A Le 7 juin prochain se tiendra l'élection du Parlement européen. Depuis les élections de 2004, le scrutin s'organise au sein de 8 circonscriptions interrégionales (Nord-Ouest, Ouest, Est, Sud-Ouest, Sud-Est, Massif central-Centre, Ile-de-France, Outre-Mer). A l'issue du tour unique, les sièges à pourvoir sont répartis entre les circonscriptions proportionnellement à leur population.

Les régles du jeu

Le nombre de candidats par circonscription est égal au double du nombre de sièges à pourvoir dans la circonscription. La liste est composée alternativement d’un candidat de chaque sexe. Est éligible tout citoyen de l’Union européenne âgé de 23 ans révolus. Les ressortissants communautaires autres que Français doivent avoir leur domicile réel en France ou y résider de façon continue depuis au moins six mois. Dans la circonscription du Sud-est, le finlandais Ari Vatanen est dans ce cas. Hormis pour les européennes de 1994 (dans le sillage des débats relatifs au Traité de Maastricht), la participation nationale baisse continûment depuis la première élection du Parlement européen au suffrage universel direct : 60,7% en 1979 ; 56,7% en 1984 ; 48,7% en 1989 ; 52,7 % en 1994 ; 46,8 % en 1999 ; et 43,1% en 2004.

Les sortants

Pour mémoire, voici la liste des députés européens sortants de la circonscription Sud-est :

Jean-Luc Bennahmias MODEM Verts-ALE

Guy Bono Parti Socialiste PSE

Marie-Arlette Carlotti Parti Socialiste PSE

Thierry Cornillet MODEM ADLE

Claire Gibault UDF ADLE

Françoise Grossetête UMP PPE

Jean-Maris Le Pen Front national Non-Inscrits

Patrick Louis MPF Indépendance/Démocratie

Michel Rocard Parti Socialiste PSE

Martine Roure Parti Socialiste PSE

Lydia Schénardi Front national Non-Inscrits

Ari Vatanen UMP PPE

Dominique Vlasto UMP PPE

L'ancrage marseillais est inégal en fonction des élus. La circonscription Sud-est est en fait dominée par des élus des pôles lyonnais et marseillais. Ainsi, on ne peut considérer M. Cornillet (conseil régional Rhône Alpes), Mme Grossetête (adjointe au maire de Saint Etienne), M. Louis (conseiller communautaire du Grand Lyon) ou Mme Roure (conseillère municipale de Lyon) comme étant parties du paysage politique local.

Les enjeux locaux

Au-delà des enjeux traditionnels que posent ce type d'élection en terme de participation électorale et d'évaluation du Front national, l'élection du Parlement européen pourra se lire dans une perspective locale. Un an après les municipales et quelques mois après les sénatoriales, les élections européennes seront l'occasion de mesurer l'état des forces politiques locales.

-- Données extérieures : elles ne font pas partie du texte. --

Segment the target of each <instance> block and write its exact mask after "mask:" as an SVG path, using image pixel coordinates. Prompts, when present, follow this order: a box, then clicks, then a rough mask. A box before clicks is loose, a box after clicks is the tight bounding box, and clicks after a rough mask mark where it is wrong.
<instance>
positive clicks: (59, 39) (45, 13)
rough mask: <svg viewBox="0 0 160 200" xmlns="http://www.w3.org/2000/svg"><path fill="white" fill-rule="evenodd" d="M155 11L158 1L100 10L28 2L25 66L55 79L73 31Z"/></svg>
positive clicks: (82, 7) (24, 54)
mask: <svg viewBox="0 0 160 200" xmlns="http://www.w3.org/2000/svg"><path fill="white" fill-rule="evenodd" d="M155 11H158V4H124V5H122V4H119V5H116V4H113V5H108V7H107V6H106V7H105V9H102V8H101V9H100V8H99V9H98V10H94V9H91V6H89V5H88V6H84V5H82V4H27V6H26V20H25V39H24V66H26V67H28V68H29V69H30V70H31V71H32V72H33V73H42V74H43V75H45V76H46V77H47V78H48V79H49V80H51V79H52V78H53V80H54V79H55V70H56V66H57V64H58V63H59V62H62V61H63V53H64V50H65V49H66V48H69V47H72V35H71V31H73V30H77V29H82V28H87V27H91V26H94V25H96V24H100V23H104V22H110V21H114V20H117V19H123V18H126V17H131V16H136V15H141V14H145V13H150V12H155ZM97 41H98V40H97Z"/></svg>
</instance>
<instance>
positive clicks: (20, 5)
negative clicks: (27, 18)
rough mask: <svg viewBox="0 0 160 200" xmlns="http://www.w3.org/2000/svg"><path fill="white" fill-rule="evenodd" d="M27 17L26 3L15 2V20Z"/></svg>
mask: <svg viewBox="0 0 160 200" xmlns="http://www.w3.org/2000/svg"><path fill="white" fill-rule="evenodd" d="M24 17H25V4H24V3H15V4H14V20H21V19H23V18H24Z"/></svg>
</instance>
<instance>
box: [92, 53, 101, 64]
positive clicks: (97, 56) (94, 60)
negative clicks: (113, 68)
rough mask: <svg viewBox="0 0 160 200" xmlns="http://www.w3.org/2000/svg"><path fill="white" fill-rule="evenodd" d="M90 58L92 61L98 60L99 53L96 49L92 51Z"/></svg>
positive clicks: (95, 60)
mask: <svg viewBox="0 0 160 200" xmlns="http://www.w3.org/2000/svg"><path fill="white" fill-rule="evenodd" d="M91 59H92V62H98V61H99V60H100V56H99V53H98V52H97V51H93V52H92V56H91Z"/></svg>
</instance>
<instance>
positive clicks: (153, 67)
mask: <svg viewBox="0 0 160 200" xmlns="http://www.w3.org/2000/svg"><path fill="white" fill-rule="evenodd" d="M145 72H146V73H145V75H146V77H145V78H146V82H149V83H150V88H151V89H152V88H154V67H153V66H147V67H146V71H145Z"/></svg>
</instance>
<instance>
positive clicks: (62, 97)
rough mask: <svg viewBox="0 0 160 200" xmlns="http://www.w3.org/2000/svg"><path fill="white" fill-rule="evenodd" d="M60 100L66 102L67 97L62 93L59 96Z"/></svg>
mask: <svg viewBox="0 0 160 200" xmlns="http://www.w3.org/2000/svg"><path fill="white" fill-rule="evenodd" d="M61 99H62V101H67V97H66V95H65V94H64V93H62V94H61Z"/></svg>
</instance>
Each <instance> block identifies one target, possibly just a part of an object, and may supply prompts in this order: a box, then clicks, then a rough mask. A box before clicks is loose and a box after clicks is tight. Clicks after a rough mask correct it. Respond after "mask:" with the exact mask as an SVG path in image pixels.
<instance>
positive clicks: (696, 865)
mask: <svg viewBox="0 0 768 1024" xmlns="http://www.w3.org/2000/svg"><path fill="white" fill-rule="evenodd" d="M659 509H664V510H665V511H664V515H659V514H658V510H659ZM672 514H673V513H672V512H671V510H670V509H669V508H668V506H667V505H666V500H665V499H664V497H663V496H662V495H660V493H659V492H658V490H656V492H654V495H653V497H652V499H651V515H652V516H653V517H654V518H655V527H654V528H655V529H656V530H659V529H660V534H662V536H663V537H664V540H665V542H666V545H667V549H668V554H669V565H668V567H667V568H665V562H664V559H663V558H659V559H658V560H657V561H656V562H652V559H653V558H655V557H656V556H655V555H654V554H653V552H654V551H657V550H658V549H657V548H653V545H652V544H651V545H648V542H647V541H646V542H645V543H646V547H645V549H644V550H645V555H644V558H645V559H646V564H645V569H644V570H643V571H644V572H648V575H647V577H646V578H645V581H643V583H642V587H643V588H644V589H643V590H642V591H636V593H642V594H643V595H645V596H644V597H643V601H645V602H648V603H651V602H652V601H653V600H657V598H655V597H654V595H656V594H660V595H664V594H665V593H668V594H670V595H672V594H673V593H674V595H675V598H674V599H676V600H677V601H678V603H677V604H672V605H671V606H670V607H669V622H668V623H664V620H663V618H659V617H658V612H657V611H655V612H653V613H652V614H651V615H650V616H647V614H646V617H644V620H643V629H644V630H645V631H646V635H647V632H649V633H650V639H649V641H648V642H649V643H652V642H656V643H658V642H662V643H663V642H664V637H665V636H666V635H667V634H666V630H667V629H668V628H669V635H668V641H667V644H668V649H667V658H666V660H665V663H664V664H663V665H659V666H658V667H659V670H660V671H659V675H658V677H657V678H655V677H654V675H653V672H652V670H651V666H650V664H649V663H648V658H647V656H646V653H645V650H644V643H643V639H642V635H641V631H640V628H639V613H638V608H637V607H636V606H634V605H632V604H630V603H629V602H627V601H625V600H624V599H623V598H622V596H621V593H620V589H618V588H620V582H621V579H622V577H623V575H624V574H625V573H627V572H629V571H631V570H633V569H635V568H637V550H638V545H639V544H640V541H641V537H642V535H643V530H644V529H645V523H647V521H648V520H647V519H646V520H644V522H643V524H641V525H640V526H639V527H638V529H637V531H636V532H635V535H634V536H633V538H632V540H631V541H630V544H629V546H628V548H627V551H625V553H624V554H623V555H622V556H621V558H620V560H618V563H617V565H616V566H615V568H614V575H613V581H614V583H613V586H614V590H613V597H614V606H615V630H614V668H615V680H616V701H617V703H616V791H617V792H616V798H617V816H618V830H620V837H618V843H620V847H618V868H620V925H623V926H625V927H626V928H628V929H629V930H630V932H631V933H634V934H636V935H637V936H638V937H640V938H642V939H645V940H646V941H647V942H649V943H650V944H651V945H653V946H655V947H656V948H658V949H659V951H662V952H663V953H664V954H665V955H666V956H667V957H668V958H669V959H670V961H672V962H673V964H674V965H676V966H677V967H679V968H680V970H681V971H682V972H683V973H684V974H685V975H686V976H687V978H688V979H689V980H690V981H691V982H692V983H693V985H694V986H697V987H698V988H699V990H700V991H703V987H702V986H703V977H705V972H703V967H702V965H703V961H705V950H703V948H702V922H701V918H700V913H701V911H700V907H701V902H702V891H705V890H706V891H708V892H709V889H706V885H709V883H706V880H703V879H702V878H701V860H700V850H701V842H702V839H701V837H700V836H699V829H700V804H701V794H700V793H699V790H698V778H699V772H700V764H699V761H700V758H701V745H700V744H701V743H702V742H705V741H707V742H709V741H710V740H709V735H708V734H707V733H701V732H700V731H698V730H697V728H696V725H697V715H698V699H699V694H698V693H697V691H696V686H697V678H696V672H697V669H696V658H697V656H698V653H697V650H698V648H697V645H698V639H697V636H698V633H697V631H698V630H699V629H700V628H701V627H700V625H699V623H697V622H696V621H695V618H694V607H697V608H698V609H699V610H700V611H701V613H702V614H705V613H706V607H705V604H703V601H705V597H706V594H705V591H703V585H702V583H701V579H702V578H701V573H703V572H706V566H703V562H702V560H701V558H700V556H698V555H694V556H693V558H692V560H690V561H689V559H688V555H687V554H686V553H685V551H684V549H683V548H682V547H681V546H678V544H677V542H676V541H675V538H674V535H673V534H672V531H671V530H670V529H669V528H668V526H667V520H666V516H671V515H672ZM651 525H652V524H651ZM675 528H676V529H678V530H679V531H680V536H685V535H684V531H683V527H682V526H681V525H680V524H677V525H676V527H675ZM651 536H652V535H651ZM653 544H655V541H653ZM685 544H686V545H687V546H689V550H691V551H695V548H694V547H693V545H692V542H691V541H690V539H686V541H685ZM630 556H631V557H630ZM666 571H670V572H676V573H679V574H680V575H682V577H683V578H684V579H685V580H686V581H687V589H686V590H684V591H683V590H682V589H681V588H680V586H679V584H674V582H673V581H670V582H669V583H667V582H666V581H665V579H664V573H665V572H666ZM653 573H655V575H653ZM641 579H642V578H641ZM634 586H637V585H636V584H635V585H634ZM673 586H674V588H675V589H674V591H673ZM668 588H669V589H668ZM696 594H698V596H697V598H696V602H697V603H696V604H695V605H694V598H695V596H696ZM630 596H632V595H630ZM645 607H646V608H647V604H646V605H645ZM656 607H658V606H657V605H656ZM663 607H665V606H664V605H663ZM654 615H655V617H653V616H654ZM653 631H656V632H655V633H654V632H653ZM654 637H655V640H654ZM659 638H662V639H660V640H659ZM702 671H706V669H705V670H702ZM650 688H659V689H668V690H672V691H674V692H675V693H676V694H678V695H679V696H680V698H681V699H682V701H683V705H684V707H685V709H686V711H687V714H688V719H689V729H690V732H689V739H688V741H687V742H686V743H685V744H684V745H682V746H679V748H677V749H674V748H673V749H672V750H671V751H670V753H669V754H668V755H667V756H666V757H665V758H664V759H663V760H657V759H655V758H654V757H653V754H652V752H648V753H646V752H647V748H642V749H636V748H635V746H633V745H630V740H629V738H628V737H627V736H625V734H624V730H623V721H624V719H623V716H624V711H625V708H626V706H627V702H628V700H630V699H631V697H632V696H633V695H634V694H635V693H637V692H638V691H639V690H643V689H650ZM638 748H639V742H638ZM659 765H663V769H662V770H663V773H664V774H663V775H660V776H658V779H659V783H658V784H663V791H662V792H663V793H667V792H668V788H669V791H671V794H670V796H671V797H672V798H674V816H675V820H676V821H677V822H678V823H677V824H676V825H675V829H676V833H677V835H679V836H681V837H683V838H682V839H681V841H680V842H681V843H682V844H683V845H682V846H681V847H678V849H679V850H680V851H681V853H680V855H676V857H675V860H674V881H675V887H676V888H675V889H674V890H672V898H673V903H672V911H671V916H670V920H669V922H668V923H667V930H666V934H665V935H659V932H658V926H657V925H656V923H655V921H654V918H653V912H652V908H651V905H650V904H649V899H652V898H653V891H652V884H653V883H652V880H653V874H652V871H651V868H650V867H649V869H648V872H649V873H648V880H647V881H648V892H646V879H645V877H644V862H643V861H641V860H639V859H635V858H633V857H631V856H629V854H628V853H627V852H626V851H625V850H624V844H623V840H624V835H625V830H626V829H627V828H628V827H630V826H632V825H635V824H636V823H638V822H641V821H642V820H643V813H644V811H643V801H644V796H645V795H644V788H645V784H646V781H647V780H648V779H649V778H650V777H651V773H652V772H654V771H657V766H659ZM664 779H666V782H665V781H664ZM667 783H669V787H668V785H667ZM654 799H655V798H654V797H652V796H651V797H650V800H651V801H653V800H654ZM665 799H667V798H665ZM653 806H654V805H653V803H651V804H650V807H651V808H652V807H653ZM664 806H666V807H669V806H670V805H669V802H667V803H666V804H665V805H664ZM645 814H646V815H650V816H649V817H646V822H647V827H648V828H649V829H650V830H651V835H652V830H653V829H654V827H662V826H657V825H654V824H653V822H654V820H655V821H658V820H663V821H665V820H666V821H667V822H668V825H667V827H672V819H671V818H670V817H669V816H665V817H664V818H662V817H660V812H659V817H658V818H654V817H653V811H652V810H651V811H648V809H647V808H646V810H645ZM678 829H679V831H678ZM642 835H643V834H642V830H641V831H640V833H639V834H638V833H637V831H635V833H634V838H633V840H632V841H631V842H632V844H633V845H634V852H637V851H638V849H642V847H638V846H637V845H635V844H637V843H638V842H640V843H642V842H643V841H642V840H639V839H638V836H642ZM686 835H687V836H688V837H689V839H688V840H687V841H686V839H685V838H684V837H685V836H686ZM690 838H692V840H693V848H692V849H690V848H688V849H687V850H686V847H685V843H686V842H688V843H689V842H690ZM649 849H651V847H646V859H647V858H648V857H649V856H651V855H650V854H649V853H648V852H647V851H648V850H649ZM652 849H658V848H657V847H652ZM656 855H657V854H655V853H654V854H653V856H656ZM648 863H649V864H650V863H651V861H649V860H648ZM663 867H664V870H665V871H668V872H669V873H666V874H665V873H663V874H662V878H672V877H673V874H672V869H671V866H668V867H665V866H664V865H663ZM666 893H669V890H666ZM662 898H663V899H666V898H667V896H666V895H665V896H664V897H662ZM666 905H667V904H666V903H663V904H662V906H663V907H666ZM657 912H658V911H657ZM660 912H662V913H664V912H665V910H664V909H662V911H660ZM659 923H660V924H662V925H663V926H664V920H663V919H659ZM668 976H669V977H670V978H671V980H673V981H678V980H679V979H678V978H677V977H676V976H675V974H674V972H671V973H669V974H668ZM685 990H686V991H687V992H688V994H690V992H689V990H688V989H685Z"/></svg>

Si les deux leaders ne s'affronteront pas frontalement, la liste UMP dans la circonscription du Sud-Est devrait être conduite par un proche du Président de la République, M. Michel Barnier, ancien Commissaire européen et actuel Ministre de l'Agriculture La figure bruxelloise de la majorité municipale. A l'issue d'une audition des députés européens de la majorité municipale, Mme Dominique Vlasto, aurait acquis le droit de figurer en deuxième position. A gauche, c'est Patrick Mennucci qui devrait mener la liste et remplacerait Michel Rocard qui ne se représentera pas. Les Verts ne disposeront pas de liste autonome mais se rangeront derrière celle du rassemblement Europe Ecologie menée par Daniel Cohen-Bendit. Dans le sud-est c'est toutefois l'adjointe Verte au maire de Valence, Michèle Ravasi qui conduirait la liste. Au centre, enfin, sans surprise M. Bennhamias sera en tête de la liste du Mouvement démocrate. L'ensemble des candidats seront connus à la fin du mois.